In a daze of caffeine cold-turkey, I now hallucinate beverages everywhere - thus Anna Massie scrumptiously annunciating the phrase "rump Parliament" on the daily segment of This Sceptred Isle (R4) conjures up Earl Grey and bone china, with a palpable macaroon in the saucer; Martin Jarvis, reading Just William - The 80th Anniversary (R4) with his familiar gravelly disdain, treats the listener to freshly ground old Java. Nicholas Parsons in That Reminds Me (R4), looking back over his career, is the very essence of that 1960s standby, Camp coffee.
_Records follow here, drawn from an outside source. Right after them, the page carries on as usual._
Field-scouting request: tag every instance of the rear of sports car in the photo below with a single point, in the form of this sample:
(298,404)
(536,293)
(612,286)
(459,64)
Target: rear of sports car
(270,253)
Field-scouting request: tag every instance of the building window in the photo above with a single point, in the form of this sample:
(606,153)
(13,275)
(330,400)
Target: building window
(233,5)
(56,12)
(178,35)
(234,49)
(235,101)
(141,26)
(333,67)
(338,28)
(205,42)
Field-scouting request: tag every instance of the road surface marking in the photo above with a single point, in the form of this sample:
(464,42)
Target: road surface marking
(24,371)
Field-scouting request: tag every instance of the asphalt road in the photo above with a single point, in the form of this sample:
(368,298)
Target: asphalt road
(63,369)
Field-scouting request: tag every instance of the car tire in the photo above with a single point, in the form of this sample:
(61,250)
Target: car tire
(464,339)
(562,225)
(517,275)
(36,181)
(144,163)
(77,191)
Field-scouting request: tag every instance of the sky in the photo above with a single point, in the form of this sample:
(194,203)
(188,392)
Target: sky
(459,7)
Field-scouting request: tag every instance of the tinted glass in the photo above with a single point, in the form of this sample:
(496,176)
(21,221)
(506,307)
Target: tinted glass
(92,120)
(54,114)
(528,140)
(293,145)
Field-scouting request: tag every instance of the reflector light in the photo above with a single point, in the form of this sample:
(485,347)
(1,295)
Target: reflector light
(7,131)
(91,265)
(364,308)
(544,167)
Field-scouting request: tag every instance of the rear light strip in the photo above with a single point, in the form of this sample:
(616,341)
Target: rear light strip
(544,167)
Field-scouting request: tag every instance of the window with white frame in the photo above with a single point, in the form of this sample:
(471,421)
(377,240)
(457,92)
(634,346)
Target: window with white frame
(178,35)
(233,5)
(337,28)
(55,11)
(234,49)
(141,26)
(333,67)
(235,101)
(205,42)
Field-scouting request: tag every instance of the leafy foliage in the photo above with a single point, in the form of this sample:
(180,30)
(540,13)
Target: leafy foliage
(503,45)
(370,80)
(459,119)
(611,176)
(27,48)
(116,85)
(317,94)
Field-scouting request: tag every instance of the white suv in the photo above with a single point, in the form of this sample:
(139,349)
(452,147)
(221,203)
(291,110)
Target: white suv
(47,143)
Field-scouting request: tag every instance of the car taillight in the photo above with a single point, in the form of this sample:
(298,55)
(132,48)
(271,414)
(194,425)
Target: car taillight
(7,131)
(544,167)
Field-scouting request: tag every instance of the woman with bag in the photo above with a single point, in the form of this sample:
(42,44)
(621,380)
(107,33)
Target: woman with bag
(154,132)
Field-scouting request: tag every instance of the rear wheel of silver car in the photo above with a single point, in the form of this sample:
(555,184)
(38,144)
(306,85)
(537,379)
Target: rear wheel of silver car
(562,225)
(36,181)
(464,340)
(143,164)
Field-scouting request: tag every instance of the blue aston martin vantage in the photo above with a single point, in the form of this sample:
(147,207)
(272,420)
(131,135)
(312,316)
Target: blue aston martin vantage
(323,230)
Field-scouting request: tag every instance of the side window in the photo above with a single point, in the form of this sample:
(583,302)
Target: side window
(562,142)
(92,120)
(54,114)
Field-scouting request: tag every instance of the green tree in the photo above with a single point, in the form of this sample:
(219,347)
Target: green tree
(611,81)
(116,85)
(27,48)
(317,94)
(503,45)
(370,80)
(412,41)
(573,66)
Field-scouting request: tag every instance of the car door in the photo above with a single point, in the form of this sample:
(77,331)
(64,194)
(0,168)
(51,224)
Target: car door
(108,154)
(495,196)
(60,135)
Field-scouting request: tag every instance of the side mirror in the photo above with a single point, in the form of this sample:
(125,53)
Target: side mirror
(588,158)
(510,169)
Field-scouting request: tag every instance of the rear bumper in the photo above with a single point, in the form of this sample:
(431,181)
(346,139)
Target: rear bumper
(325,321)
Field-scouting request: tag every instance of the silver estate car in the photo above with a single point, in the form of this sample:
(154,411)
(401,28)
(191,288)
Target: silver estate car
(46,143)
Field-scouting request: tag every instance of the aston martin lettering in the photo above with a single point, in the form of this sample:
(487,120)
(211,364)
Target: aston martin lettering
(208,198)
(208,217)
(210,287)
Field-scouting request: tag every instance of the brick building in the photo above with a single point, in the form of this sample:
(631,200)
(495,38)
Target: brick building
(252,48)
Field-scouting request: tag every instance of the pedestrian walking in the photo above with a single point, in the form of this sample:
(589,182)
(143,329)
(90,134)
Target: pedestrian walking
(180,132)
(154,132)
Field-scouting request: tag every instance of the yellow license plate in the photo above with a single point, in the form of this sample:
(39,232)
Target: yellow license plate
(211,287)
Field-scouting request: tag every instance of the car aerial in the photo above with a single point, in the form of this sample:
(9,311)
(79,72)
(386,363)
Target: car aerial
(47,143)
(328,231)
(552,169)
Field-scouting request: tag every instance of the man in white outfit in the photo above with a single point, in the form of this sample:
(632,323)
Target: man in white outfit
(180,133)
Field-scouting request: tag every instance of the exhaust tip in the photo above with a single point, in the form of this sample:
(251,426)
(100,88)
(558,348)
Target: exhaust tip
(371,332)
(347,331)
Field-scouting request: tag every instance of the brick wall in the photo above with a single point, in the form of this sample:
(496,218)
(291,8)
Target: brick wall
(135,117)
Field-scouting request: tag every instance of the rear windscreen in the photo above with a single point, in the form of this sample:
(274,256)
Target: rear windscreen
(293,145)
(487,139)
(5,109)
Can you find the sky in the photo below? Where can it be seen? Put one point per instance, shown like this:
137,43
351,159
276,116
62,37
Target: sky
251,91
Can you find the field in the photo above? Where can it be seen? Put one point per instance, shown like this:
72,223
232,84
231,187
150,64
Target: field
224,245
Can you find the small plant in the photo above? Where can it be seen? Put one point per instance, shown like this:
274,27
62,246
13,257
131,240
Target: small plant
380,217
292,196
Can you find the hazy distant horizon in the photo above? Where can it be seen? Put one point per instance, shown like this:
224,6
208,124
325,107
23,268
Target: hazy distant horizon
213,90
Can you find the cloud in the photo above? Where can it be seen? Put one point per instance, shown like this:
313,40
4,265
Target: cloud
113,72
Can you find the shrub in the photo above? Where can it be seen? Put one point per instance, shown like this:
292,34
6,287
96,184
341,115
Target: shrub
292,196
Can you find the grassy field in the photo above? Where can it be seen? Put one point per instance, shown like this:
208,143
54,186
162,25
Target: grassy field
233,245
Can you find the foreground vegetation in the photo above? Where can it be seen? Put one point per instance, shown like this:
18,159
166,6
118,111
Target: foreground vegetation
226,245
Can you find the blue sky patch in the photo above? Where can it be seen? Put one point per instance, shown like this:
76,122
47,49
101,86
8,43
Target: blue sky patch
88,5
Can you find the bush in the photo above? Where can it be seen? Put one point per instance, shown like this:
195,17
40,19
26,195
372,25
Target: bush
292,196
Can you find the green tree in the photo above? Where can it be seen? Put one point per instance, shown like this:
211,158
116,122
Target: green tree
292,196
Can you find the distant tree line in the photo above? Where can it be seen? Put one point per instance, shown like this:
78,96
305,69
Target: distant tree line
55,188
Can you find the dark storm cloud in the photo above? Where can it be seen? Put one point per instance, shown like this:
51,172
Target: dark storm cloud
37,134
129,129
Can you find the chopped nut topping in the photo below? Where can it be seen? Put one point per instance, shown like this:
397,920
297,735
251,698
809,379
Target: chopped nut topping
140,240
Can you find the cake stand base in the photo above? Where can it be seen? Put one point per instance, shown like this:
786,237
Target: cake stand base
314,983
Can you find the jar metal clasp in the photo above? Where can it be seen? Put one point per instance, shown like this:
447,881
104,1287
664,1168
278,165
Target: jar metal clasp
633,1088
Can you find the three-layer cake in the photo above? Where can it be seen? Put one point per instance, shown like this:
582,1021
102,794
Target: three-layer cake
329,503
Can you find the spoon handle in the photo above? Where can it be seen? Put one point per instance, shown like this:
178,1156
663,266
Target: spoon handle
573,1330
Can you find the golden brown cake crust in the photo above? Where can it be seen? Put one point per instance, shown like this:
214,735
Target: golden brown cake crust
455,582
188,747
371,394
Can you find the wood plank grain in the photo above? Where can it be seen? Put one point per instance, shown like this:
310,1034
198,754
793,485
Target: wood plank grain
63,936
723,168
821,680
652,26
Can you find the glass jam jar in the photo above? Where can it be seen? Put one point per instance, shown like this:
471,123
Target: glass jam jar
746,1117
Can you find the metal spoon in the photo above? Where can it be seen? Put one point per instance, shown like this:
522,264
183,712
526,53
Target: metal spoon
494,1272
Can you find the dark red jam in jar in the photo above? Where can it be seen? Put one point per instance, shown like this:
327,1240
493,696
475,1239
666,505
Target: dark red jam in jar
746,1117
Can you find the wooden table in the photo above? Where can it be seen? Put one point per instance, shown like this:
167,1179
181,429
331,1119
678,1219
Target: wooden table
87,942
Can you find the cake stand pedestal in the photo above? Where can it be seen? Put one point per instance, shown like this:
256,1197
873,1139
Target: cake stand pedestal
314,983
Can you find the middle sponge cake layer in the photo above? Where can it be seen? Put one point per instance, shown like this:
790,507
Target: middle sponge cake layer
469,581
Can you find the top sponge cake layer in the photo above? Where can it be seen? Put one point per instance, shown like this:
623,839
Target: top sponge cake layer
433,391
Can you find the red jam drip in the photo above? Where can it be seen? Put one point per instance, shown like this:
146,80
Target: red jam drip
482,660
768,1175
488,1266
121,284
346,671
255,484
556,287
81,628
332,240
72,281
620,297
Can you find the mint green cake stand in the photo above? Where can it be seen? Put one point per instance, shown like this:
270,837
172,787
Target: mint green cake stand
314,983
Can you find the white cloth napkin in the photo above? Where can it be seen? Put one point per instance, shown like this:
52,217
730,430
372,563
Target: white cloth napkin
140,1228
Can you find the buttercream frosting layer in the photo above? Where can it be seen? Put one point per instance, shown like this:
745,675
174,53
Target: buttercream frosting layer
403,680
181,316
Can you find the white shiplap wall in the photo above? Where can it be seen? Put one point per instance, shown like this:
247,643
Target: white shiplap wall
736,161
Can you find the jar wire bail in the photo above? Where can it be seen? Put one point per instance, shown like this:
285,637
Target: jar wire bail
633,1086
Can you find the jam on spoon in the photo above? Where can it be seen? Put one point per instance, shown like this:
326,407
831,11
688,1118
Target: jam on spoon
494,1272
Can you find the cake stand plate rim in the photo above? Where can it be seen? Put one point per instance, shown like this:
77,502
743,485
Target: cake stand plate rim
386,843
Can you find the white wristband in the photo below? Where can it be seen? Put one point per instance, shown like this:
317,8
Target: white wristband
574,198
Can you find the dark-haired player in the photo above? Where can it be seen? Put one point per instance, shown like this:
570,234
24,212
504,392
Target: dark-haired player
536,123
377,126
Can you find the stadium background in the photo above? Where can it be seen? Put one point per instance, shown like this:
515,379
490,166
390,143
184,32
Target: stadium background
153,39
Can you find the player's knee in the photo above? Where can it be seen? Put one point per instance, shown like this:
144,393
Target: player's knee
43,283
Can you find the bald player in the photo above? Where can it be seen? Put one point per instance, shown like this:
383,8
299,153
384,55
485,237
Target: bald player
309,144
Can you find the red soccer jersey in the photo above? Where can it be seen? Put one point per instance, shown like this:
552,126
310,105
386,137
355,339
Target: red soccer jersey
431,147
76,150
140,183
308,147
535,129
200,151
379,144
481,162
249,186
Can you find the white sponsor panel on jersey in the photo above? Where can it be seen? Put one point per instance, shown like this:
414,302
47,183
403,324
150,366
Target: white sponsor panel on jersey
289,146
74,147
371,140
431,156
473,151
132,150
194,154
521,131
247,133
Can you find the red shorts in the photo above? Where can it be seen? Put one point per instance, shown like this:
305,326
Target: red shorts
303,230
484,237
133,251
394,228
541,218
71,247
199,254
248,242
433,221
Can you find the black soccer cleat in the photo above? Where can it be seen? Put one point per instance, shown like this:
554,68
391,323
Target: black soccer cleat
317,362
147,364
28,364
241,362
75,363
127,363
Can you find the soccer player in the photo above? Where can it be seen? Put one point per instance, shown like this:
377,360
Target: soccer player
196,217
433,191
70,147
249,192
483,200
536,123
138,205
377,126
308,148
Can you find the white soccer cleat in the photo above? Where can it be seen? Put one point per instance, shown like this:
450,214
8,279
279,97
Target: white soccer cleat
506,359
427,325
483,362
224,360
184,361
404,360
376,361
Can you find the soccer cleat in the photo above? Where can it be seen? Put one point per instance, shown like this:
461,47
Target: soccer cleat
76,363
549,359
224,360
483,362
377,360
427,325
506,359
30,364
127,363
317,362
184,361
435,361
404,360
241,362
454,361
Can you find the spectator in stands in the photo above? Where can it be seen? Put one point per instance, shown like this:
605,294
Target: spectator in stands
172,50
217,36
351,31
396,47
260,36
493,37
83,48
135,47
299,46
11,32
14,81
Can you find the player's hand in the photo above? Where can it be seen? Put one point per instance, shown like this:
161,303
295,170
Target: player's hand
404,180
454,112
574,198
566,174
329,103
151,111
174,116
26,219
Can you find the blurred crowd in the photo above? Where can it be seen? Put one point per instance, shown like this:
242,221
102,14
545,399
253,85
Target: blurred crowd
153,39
The Archers (R4), ever a smorgasbord of accent, class and public service announcement, continues to offer characters who evoke everything from toffee-hazelnut-mochaccino to PG pyramid teabags. The actor Jim Broadbent said recently that The Archers was one programme he could be relied upon to get up for - in order to switch it off. A Pleasantville with problems, Ambridge plays host to the banal and the apocalyptic in deference to the new Reithian spirit of globalisation - panto, adultery, vegetarianism, bovine tuberculosis, illegitimacy, genetically modified crops, and death - Joe Orton re-written by James Herriot.

Ambridge is still, just, virgin territory to one millennial Leitmotif - Salman Rushdie, or "Salman Rushdie, a writer", as he described himself after the first Reith Lecture (R4) on "Globalisation". Admittedly Rushdie followed such hands-ups as Michael "ex-Cabinet Minister" Portillo, Shirley "Also an ex-Cabinet Minister" Williams and John "ex-UK Government Member" Redwood, the C3PO of All Souls. But as Rushdie is virtually in the Coca- Cola league of brand awareness, this seemed to constitute backing into the limelight on his part.

This year's lecturer, Anthony Giddens, had stated that Globalisation should not mean Westernisation, which is fine, but was unable to allay the suspicion that it can only really be Generalisation, in every sense. This was, though, very much a curtain-raiser, with the emphasis on the wood rather than the trees. As one journalist commented, the failure or success of globalisation will be determined by the one third of the world's population who live in India and China. How to bring this about, Giddens has four more mission statements in which to specify. For the moment, he is all miso soup - nourishing but cloudy.